Die wichtigste Kaufentscheidung ist nicht Marke oder Preis, sondern die Übereinstimmung von Akku-Kapazität und Rasenfläche. Drei Größenklassen sind sinnvoll: 18-Volt-Modelle für Rasenflächen bis 200 m², 36-Volt-Einzelakku-Modelle für 200 bis 600 m² und 36-Volt-Doppelakku-Modelle für 600 bis 1.500 m².
Die 18-Volt-Klasse wiegt zwischen acht und 14 Kilogramm und schafft mit einer Akku-Ladung (typisch 4 Ah) etwa 150 bis 250 m². Sie kostet zwischen 120 und 280 Euro. Geeignet für Reihenhausgärten und Stadtbalkone mit Rasenmöglichkeiten.
Die 36-Volt-Einzelakku-Klasse ist die häufigste Wahl für Standard-Privatgärten. Bei 5 Ah Akku-Kapazität schaffen die Geräte 400 bis 600 m² pro Ladung. Gewicht 16 bis 22 Kilogramm, Preis 250 bis 600 Euro. Hier rangiert auch der Stiftung-Warentest-Sieger 2025.
Die 36-Volt-Doppelakku-Klasse mit zwei parallel arbeitenden Akkus (typisch 2x 4 Ah) verdoppelt die Flächenleistung. Diese Modelle haben fast immer Radantrieb und richten sich an Grundstücke ab 800 m². Preis 450 bis 1.200 Euro.
Welche Volt-Klasse passt zu meinem Garten?
Faustformel: Rasenfläche durch 100 teilen ergibt grob die nötigen Akku-Wattstunden. Ein 400 m²-Garten braucht etwa 200 Wh — bei 36 Volt entspricht das einem 5,5-Ah-Akku. Wer regelmäßig hohes oder feuchtes Gras mäht, sollte 30 bis 50 Prozent Reserve einplanen. Eine sinnvolle Ergänzung für die wöchentliche Außenarbeit ist ein Hochdruckreiniger für den Privatgebrauch — er übernimmt Terrasse, Auffahrt und Gartenmöbel ohne externen Dienstleister.
Was bringt der Testsieger Stihl RMA 443 C?
Der Stihl RMA 443 C wurde im Stiftung-Warentest-Rasenmähertest 4/2025 als Akku-Testsieger ausgezeichnet. Er arbeitet mit dem AkkuSystem PRO von Stihl, hat 41 Zentimeter Schnittbreite und schafft mit einem AP-200-Akku bei normalem Gras etwa 500 m² Fläche.

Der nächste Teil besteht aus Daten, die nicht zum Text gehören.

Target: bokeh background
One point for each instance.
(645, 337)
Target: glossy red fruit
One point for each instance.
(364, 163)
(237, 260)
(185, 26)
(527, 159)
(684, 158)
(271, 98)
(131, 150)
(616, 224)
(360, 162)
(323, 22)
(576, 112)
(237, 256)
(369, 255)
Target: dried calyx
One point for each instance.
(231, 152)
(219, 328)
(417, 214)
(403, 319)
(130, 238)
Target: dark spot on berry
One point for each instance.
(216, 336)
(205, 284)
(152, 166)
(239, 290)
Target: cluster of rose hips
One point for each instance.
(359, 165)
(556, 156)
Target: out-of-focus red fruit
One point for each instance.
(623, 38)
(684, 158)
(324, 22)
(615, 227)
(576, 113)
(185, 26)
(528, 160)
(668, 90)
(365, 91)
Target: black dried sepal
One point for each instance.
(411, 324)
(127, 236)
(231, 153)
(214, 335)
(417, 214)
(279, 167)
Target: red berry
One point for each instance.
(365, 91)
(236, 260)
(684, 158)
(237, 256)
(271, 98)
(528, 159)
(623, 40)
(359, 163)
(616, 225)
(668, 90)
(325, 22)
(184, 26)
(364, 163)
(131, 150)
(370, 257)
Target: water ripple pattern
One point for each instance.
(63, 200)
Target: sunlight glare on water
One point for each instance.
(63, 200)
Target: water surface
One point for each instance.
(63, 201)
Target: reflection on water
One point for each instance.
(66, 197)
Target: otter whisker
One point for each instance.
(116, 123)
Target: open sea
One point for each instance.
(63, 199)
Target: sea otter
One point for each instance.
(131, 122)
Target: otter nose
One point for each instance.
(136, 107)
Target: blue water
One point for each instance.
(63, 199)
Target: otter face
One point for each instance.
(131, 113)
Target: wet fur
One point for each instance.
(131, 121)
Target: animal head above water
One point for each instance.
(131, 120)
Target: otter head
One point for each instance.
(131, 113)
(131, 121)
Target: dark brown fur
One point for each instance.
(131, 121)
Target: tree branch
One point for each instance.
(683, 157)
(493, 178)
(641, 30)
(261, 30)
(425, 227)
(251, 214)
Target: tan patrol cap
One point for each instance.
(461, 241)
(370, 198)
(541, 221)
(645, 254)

Drei Eigenschaften haben den Testsieg gesichert: erstens die solide Mährleistung auch bei hohem und feuchtem Gras — Bereich, in dem viele Akkugeräte versagen, zweitens die robuste Konstruktion mit gepresstem Aluminiumdeck statt Kunststoff, drittens die Ergonomie mit dem Mono-Comfort-Handgriff, der einseitig befestigt ist und das Leeren des Fangkorbs vereinfacht.
Wichtig zu wissen: Stihl verkauft den RMA 443 C in zwei Varianten — einmal nur den Mäher ohne Akku/Ladegerät (für Bestandskunden des AkkuSystem PRO) und einmal als Komplettpaket. Das Komplettpaket kostet rund 200 Euro mehr als der Body-Only, ist aber für Einsteiger der einzig sinnvolle Kauf.
Stihl RMA 443 C Komplettpaket (mit Akku AP 200 + Ladegerät AL 101)
Stiftung-Warentest-Sieger 2025 (Akku-Kategorie). 41 cm Schnittbreite, 36-Volt-System, robustes Aludeck, Mono-Comfort-Griff. Komplettpaket einsatzbereit ab Auspacken.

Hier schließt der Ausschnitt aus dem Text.